Anyway, I’ve realised that when there’s stuff I can’t talk about I tend to find it hard to talk about anything at all. You know that thing when there’s a big thing looming in your head and you struggle to make small talk? Anyone?! Plus, life has been so busy the past three weeks that I’ve really struggled to just keep on top of posting here regularly and getting videos out.

And when you stop sharing so regularly, it can make you realise how much you shared in the first place. For example, I still have a day in the life video we filmed last Sunday that I haven’t yet gotten round to editing, let alone uploading. It’s made me realise how much sharing stuff from my day to day – the little things to some of the bigger things – has become something I’ve come to take for granted.

There’s not a huge point to this post, more a general question really: have we become too used to sharing? And is that a bad thing? Or not?
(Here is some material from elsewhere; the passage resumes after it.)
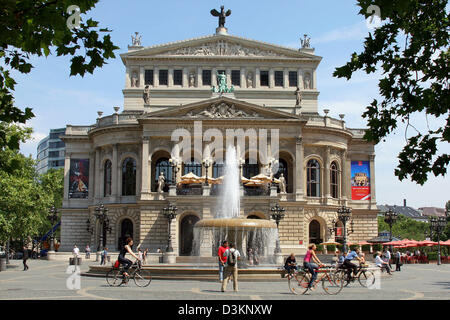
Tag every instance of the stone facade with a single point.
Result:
(141, 136)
I’d love to know what you think.

 

P.S. I really loved this post this week from Mel Wiggins – vaguely linked to this whole subject. A really interesting read if you’ve ever considered how tied you might be to social media.

Comments

  1. says

    Hope you’re ok Molly. I think we definitely all over share and I wonder whether it’s a good thing for me personally and my family. Some days at home alone with the kids I find the sharing through social media welcome – it starts a conversation, albeit through a screen, and I feel a little less lonely. But, I too worry about family privacy, I try not to name my kids, say where we live etc and only post after we’ve been places not when we’re actually there. The constant sharing annoys my husband, and I’m starting to think I might sack it all off altogether for a quieter life! Or at least have spells where my phone is left at home!

  2. says

    I know exactly what you mean! When I was going through IVF and then in the v early stages of pregnancy, I wasn’t sharing it online and it then felt very hard to share anything online. It felt like I wasn’t being authentic and the one thing I wanted to be honest about, I couldn’t.